In Inuvik Supreme Court Oct. 27, James Joseph Tedjuk, 27, pleaded guilty to one count of mischief. Supreme Court Justice Andrew Mahar sentenced him to a six month conditional sentence, which he will serve at his home and will follow with an additional six months of probation. Tedjuk will also be required to complete 50 hours of community service.
“I understand how sorry you are about what happened,” said Mahar. “It’s unusual at this level of court that you end up dealing with someone with no criminal record.
“From what I have heard here today, what you did was extremely out of character.”
Crown prosecutor Billi Wun told court on July 20, 2019, at approximately 1 a.m. Tedjuk poured some gasoline on the seat of his ATV and then lit it on fire with a match.
Wun continued that Tedjuk was upset with his father, who was at a wooden house 10 feet away from the ATV.
However, the black smoke from the fire began to engulf the home and the plume was spotted by RCMP doing patrols. Police traced the plume to the fire and called the fire department.
Wun said the police had to evacuate five people from the ground floor of the home, all of which were so intoxicated they were unaware of the smoke, one of which needed to be physically dragged out of the building by police. The five individuals forgot to tell police there was also a young boy staying on the top floor of the building.
A neighbour informed police the boy was in the building and police were able to rescue him without injury.

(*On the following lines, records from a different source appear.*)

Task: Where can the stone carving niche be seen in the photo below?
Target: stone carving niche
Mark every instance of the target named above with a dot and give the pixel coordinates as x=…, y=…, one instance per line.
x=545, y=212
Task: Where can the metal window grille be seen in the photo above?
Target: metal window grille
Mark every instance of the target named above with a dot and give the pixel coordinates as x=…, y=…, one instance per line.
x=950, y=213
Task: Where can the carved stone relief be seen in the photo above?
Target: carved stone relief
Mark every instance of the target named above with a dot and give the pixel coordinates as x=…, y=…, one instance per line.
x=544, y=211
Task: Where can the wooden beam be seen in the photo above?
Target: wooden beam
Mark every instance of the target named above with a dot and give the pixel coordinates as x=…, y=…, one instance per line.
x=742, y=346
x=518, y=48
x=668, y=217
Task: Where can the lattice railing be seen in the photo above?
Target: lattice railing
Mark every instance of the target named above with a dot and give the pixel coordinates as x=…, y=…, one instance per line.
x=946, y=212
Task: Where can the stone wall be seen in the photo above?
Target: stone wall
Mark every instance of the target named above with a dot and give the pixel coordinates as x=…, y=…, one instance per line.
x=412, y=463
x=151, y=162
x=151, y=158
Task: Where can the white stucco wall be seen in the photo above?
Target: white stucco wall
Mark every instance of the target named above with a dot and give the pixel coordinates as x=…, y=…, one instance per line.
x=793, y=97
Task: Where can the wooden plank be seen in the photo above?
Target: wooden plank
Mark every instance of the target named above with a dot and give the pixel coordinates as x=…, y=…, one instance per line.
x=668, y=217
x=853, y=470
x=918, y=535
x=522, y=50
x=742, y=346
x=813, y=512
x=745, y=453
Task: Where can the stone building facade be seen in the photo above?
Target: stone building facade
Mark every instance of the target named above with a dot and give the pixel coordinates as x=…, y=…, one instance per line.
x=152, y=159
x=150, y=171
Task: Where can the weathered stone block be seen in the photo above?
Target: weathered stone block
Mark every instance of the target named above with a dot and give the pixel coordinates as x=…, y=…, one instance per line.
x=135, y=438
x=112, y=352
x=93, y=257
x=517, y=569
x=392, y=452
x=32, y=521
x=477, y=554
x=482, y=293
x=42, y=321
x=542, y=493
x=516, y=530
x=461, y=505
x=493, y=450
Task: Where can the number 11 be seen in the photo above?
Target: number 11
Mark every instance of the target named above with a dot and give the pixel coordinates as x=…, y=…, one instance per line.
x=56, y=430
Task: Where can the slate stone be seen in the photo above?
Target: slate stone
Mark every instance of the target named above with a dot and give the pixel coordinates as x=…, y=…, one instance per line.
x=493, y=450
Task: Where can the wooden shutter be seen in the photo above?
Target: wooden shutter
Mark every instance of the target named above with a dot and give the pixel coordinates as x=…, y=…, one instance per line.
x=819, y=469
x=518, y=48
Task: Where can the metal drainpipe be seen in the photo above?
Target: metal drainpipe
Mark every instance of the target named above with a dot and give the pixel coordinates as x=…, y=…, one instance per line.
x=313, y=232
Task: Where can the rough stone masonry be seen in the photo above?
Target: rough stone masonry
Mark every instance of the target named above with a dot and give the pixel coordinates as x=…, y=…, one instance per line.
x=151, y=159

“The risk for tragedy here is enormous,” said Wun. “People in the structure were unaware of what happened because they were so intoxicated. It was one of those blends of low criminal intent and his risk.
“It was a stroke of luck.”
Wun added that Tedjuk expressed remorse for the incident and gave a full confession the next day. He noted that the incident was a first-time offence for Tedjuk.
“I would characterize this as out of character for him,” said Wun. “Police advise he’s not usually on their radar.”
Tedjuk’s lawyer, Charles Davison, said Tedjuk had approached police on the scene and told them he had lit the fire. He added Tedjuk had given police full cooperation from the very beginning and is known around Tuktoyaktuk for helping elders out with fire wood and shoveling snow.
Davison told court the ATV was a gift from his father, whom Tedjuk had come down from Tuktoyaktuk to surprise. However, the two had an argument and Tedjuk decided to burn the ATV to get back at him.
“This is somebody who has never been in trouble before and acted out of character,” said Davison. “I have every reason to believe he’s not on the police radar at all.”